Functional Roles of the 6-S-Cysteinyl, 8α-N1-Histidyl FAD in Glucooligosaccharide Oxidase from Acremonium strictum

• Published in: The Journal of biological chemistry Vol. 283; no. 45; pp. 30990 - 30996
• Main Authors: Huang, Chun-Hsiang, Winkler, Andreas, Chen, Chia-Lin, Lai, Wen-Lin, Tsai, Ying-Chieh, Macheroux, Peter, Liaw, Shwu-Huey
• Format: Journal Article
• Language: English
• Published: Elsevier Inc 07.11.2008; American Society for Biochemistry and Molecular Biology
• Subjects: Enzyme Catalysis and Regulation
• ISSN: 0021-9258; 1083-351X
• DOI: 10.1074/jbc.M804331200

The crystal structure of glucooligosaccharide oxidase from Acremonium strictum was demonstrated to contain a bicovalent flavinylation, with the 6- and 8α-positions of the flavin isoalloxazine ring cross-linked to Cys130 and His70, respectively. The H70A and C130A single mutants still retain the covalent FAD, indicating that flavinylation at these two residues is independent. Both mutants exhibit a decreased midpoint potential of ∼+69 and +61 mV, respectively, compared with +126 mV for the wild type, and possess lower activities with kcat values reduced to ∼2 and 5%, and the flavin reduction rate reduced to 0.6 and 14%. This indicates that both covalent linkages increase the flavin redox potential and alter the redox properties to promote catalytic efficiency.

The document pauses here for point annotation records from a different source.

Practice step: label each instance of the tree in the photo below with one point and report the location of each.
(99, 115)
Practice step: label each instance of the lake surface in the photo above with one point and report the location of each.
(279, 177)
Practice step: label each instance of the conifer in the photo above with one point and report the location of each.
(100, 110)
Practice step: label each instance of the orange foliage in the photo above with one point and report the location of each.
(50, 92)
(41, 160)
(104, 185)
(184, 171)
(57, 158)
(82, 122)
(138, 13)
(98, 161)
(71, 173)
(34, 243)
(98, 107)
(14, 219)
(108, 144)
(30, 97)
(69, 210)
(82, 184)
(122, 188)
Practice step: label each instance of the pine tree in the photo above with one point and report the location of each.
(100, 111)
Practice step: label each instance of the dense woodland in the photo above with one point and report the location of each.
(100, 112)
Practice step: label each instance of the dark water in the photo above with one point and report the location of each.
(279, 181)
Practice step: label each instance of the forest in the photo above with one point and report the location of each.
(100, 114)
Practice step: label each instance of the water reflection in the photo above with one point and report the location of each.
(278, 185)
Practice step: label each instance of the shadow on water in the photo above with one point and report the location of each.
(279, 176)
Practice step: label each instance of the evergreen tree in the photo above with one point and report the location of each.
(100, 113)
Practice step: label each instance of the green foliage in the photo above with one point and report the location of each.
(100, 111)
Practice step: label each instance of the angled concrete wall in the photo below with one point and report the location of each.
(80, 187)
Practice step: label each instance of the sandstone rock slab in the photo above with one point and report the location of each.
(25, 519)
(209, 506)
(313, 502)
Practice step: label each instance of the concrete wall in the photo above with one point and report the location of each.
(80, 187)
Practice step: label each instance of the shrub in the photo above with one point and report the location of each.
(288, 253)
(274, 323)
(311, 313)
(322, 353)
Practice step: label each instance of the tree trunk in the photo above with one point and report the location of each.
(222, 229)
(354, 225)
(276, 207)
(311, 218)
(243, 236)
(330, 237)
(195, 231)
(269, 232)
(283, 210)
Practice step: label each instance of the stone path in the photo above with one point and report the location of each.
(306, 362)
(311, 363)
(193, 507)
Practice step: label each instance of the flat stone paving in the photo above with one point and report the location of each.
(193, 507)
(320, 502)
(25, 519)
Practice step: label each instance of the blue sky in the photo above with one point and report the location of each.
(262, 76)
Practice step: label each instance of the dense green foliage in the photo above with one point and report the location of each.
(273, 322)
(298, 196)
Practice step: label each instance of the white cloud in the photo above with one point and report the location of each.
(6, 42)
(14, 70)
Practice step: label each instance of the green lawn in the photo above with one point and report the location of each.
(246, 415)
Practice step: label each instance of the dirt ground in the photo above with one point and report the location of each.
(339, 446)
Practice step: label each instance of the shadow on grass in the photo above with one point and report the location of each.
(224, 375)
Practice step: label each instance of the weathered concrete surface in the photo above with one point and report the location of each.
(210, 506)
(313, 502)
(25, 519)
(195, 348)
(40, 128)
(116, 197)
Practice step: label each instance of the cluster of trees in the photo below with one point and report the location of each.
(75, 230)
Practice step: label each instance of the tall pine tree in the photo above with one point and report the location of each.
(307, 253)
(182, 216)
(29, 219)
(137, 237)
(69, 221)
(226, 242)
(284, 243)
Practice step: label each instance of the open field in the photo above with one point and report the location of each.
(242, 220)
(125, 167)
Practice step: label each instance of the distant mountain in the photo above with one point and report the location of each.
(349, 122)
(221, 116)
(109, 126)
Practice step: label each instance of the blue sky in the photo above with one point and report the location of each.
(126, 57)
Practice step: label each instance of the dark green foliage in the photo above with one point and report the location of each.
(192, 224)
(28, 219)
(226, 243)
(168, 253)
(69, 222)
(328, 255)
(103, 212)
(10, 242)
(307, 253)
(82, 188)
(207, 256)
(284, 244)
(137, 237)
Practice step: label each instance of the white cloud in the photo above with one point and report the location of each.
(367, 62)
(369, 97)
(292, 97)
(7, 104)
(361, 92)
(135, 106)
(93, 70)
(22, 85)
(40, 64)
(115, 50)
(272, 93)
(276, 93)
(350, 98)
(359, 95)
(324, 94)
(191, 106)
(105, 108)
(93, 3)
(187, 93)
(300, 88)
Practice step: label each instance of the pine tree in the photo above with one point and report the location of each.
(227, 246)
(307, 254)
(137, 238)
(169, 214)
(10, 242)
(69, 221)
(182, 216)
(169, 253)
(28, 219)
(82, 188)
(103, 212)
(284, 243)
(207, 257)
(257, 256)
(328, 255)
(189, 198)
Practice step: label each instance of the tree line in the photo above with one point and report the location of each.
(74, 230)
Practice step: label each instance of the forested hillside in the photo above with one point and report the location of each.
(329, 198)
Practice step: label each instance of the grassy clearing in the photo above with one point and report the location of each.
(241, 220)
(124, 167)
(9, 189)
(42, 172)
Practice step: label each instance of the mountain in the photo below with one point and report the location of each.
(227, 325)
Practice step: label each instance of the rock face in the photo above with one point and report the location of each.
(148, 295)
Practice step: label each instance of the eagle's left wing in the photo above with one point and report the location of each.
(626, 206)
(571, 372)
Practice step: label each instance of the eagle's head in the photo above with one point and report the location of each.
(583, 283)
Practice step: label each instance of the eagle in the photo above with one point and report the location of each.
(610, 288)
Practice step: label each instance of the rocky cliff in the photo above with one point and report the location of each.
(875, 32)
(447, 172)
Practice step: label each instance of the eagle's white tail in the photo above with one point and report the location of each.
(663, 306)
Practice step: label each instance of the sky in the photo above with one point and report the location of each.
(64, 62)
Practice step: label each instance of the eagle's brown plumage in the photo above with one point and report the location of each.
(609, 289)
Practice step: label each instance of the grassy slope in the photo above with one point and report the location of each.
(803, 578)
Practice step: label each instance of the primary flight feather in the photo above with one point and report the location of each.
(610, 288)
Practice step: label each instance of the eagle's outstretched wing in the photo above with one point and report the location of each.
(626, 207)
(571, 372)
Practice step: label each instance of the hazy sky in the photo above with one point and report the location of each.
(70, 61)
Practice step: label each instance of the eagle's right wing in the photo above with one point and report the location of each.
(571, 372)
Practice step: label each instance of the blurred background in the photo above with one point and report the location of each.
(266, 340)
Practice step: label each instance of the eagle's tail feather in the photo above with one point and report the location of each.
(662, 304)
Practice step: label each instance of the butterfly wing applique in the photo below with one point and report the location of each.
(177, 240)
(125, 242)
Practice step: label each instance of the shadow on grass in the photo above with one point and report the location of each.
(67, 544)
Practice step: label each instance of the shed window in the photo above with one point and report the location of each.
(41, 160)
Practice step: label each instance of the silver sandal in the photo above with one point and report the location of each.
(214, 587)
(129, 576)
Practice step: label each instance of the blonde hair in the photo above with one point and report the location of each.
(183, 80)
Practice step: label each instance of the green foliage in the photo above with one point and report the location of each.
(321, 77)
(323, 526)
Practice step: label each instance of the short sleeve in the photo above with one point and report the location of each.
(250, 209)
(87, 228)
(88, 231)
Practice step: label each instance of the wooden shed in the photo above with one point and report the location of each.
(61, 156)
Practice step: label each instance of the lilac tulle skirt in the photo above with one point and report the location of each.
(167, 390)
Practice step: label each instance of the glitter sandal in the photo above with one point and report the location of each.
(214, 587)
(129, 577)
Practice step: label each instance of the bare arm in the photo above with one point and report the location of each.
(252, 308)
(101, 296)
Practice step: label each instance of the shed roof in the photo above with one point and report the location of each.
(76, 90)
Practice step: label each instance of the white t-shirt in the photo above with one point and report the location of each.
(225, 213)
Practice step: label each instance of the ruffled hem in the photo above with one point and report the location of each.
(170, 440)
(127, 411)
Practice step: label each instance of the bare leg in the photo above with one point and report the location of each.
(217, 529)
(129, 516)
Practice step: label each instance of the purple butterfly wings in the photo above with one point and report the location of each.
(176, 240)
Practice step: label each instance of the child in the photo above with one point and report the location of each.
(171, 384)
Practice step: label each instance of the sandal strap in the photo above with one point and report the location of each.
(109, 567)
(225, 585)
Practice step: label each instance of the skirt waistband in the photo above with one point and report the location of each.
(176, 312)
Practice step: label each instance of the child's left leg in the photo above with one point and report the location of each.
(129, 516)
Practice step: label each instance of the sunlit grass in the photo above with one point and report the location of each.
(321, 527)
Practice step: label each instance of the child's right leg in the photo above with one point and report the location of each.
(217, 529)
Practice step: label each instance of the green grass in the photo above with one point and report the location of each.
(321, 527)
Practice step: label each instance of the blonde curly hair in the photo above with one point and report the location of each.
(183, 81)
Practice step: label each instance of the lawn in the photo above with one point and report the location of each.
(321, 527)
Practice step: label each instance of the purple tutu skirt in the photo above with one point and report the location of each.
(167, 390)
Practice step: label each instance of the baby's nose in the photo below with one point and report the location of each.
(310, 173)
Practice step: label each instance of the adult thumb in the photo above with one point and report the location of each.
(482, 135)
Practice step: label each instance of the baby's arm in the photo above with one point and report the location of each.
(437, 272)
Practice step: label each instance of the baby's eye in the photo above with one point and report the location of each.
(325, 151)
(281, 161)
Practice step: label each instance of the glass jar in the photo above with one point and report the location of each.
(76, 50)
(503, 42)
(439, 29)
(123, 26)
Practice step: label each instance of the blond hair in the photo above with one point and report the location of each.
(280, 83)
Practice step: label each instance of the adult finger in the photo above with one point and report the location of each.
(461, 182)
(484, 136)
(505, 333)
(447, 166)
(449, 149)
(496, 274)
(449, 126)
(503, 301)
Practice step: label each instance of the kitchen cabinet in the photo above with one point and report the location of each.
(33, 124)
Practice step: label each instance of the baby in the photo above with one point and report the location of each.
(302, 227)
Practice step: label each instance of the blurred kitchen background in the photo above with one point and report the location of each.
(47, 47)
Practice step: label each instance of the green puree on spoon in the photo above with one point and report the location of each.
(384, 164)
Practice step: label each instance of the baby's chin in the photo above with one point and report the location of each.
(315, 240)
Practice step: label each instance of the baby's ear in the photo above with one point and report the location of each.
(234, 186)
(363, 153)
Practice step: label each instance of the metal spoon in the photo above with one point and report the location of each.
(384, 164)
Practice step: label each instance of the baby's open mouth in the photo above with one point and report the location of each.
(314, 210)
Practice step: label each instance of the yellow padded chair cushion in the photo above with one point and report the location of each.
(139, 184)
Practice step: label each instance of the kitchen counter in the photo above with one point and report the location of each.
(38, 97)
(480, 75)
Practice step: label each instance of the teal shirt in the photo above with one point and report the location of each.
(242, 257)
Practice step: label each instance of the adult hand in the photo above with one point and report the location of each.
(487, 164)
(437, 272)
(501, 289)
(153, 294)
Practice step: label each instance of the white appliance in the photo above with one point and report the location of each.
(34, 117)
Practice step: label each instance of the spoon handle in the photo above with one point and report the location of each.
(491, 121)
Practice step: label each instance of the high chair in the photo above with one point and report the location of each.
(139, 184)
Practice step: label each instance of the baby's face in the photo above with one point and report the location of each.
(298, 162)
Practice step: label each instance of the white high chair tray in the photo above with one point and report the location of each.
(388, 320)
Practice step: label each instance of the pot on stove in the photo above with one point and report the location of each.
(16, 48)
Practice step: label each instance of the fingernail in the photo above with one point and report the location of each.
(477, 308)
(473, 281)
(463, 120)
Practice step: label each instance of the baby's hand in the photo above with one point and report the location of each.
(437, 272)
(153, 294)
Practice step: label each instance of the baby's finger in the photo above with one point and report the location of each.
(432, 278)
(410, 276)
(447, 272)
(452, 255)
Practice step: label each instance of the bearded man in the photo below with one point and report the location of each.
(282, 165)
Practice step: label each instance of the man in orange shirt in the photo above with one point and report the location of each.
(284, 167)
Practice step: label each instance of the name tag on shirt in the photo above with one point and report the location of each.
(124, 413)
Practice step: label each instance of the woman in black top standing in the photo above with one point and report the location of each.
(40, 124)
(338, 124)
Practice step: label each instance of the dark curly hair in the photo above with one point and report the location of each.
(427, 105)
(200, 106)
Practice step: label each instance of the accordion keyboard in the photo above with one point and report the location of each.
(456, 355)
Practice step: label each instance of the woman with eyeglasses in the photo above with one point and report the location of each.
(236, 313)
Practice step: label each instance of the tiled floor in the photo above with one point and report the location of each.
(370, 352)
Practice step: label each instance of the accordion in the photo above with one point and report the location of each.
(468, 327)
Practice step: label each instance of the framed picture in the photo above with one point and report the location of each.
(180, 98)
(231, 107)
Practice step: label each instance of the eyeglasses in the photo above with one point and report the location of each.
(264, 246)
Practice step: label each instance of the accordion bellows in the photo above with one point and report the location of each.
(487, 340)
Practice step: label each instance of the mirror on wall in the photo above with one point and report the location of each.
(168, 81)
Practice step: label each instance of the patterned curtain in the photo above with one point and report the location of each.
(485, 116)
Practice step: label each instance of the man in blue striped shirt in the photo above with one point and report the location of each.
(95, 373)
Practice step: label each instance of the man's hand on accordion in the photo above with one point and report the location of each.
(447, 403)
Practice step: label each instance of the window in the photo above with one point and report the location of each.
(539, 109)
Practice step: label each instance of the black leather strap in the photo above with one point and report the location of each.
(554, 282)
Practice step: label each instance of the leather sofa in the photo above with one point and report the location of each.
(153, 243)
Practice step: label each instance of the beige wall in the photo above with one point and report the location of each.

In addition, the isolated H70A/C130A double mutant does not contain FAD, and addition of exogenous FAD was not able to restore any detectable activity. This demonstrates that the covalent attachment is essential for the binding of the oxidized cofactor. Furthermore, the crystal structure of the C130A mutant displays conformational changes in several cofactor and substrate-interacting residues and hence provides direct evidence for novel functions of flavinylation in assistance of cofactor and substrate binding. Finally, the wild-type enzyme is more heat and guanidine HCl-resistant than the mutants. Therefore, the bicovalent flavin linkage not only tunes the redox potential and contributes to cofactor and substrate binding but also increases structural stability.